"Knowing how to face failure is an important skill for modern leaders and entrepreneurs." According to Fabrice Cavarretta, this is one of today’s the major management challenges. Indeed, despite a growing interest in the "knowledge of failure", highlighted by the development of so-called “Fail Conferences”, a lot still needs to be done to make mentalities truly evolve.
To explain this fear of failure, Fabrice Cavaretta highlights the shortcomings of traditional management where the manager is one cog in the machine that will turn out a result. In this traditional paradigm, reliability is a virtue and failure the enemy to fight. However, such a system does not take into account the value of a challenge, of the search, and of experimentation. Should a creative mind not feel free to explore a range of possibilities before deciding on a course of action? Should entrepreneurs not be prepared to face a number of refusals and annoyances before hatching a successful business?
"Managers are selected within a system that worships the right answer"

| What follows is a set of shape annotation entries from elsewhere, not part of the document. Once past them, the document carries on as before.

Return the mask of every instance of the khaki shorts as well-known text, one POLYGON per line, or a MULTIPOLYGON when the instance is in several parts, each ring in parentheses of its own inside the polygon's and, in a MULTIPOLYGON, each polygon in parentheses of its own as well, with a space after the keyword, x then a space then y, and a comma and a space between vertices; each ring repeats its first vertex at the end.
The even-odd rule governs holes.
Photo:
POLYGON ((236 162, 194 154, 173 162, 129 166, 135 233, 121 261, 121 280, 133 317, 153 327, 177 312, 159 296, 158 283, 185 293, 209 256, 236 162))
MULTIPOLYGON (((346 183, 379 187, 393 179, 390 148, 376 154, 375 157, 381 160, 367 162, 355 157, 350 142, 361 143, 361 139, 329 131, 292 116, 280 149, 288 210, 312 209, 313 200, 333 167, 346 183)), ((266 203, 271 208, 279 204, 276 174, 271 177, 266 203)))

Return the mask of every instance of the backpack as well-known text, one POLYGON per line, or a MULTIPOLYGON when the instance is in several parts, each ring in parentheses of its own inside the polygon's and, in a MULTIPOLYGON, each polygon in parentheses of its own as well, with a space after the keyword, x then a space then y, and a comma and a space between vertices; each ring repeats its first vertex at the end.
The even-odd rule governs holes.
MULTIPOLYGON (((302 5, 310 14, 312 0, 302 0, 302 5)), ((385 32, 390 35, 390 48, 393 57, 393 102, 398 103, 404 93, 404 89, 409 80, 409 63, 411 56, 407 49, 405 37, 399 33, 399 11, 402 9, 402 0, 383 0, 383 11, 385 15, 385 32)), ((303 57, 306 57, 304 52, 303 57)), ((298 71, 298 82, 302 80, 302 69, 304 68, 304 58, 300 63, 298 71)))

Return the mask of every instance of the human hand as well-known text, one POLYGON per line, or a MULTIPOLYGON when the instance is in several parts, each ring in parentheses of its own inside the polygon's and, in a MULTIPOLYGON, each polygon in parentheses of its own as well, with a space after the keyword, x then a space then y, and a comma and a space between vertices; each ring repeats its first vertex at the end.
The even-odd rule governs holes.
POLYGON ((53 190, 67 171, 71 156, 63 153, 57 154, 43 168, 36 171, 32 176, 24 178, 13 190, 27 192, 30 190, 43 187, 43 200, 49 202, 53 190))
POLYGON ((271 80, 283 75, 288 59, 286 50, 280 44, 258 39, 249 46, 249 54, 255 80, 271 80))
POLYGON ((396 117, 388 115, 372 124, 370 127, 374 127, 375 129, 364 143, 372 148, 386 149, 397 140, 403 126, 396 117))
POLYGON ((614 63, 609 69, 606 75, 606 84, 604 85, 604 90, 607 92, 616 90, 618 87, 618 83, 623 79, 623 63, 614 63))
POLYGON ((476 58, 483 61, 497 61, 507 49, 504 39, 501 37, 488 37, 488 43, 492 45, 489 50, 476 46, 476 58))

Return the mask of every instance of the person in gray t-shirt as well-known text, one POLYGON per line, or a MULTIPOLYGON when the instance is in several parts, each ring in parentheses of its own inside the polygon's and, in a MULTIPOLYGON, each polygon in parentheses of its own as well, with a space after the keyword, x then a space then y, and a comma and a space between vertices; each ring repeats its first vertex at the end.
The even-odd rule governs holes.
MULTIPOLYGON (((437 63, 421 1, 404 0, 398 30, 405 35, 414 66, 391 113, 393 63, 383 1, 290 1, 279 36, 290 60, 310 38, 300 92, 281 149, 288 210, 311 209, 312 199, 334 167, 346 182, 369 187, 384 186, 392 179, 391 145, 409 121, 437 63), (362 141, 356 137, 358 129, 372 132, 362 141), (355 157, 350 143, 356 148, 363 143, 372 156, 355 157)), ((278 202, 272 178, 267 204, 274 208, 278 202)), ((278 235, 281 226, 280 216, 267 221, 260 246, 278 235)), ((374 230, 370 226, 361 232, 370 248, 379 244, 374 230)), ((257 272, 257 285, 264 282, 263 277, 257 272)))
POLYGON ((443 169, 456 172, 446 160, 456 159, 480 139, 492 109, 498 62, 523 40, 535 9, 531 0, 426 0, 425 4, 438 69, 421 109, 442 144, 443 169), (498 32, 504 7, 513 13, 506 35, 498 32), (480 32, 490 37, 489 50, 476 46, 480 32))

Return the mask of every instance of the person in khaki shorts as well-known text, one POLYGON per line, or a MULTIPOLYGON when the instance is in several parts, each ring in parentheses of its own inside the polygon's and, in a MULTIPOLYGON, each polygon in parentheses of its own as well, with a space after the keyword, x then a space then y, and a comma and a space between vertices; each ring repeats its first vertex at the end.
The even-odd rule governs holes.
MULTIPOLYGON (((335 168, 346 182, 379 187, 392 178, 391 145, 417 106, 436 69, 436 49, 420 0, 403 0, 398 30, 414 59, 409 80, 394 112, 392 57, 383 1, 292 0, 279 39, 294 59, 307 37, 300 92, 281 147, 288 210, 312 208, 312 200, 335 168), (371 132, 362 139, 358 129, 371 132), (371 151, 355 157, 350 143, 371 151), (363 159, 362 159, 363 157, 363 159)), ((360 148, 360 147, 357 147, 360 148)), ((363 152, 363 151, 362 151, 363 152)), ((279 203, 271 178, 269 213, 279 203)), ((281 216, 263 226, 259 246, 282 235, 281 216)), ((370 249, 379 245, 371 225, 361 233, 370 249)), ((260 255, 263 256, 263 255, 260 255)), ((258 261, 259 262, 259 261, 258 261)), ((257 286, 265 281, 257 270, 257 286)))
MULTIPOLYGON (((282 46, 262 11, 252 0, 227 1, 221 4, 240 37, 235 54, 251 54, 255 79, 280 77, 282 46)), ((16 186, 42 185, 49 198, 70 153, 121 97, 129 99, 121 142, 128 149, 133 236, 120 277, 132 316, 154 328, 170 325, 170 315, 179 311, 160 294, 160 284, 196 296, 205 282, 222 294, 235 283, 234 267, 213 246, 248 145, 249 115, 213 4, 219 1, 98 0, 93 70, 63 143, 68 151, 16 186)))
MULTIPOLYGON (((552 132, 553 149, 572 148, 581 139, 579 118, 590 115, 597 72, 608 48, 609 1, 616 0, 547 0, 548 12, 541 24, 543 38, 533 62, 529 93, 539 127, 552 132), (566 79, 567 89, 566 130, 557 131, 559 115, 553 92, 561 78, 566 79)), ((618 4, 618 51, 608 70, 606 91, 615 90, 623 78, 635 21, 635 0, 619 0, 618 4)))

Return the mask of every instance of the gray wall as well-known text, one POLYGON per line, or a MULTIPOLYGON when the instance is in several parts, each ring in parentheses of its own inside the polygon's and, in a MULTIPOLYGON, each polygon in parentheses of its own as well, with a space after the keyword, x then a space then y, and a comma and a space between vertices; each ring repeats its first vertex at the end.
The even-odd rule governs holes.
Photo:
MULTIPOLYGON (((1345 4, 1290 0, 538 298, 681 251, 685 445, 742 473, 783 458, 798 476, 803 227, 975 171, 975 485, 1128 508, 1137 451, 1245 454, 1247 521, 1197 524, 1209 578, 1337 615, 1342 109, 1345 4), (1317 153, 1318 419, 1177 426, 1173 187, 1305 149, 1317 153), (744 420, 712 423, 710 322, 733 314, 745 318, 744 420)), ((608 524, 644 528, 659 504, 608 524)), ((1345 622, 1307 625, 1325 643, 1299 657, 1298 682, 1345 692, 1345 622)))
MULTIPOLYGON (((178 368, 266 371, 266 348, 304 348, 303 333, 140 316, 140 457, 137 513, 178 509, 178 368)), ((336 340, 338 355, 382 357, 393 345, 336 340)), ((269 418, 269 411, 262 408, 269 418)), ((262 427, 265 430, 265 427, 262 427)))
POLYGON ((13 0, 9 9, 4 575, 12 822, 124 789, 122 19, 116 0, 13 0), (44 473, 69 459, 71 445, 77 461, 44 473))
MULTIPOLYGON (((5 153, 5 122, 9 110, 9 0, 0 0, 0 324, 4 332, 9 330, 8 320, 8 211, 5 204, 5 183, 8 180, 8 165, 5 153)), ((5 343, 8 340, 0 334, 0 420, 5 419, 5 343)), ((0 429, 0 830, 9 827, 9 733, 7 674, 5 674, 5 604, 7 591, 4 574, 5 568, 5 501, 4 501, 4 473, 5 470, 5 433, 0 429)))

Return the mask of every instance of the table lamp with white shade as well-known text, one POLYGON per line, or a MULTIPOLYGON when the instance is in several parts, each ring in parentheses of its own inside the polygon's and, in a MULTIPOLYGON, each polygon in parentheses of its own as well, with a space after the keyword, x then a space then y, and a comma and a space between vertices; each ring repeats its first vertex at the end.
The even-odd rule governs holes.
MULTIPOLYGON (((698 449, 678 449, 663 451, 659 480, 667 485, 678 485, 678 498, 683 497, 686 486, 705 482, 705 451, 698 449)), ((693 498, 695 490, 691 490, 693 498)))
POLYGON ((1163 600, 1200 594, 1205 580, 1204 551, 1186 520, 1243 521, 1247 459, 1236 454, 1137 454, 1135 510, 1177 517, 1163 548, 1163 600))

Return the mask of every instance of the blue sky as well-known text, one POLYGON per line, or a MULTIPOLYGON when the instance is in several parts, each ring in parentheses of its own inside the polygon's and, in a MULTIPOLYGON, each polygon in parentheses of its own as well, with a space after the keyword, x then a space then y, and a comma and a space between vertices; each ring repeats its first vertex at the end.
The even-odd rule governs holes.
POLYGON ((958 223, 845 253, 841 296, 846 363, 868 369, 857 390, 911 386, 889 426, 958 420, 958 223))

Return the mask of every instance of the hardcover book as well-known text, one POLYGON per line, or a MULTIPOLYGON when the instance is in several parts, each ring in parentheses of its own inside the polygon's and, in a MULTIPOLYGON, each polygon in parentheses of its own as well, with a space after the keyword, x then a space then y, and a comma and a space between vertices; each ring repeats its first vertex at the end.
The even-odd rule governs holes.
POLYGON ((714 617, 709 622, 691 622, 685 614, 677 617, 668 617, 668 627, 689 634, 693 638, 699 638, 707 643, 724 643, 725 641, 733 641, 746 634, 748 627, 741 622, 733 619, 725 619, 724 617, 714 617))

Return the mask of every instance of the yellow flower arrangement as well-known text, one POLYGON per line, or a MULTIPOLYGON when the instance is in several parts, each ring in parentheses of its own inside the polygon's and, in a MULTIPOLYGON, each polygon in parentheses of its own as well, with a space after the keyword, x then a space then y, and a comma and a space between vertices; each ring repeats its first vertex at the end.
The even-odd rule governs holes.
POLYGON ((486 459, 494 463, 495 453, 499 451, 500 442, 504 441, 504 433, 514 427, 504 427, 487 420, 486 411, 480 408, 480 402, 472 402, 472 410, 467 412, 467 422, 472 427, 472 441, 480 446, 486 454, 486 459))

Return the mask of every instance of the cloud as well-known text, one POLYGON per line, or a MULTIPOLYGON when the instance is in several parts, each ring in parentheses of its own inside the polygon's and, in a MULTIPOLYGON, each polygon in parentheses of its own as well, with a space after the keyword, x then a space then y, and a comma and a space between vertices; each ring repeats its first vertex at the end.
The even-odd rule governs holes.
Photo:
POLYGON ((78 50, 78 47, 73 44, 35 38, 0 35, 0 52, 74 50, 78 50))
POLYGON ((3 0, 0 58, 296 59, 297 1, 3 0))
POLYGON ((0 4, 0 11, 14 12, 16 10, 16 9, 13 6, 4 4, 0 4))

The dominant paradigm in our society is that of Taylor. Within this paradigm, the manager must optimize, predict and be as reliable as possible. He or she should always have the "right answer" – therefore, going off the beaten track should be avoided at all times. According to Fabrice Cavaretta, this cult of the predictable finds its roots in traditional education systems that reward the result and not the journey: a good student is the one who can find the right answer while avoiding the pitfalls. From primary school to senior management through the world’s top universities, we meet with people who have almost never had to deal with failure and are unwilling to take risks. The consequence? A lack of innovation and harmony with the world today.
The modern manager needs therefore to forget this predictable logic and search for opportunities even if that means taking risks and flirting with failure: "It is time that we train our future managers to look failure fearlessly in the eyes."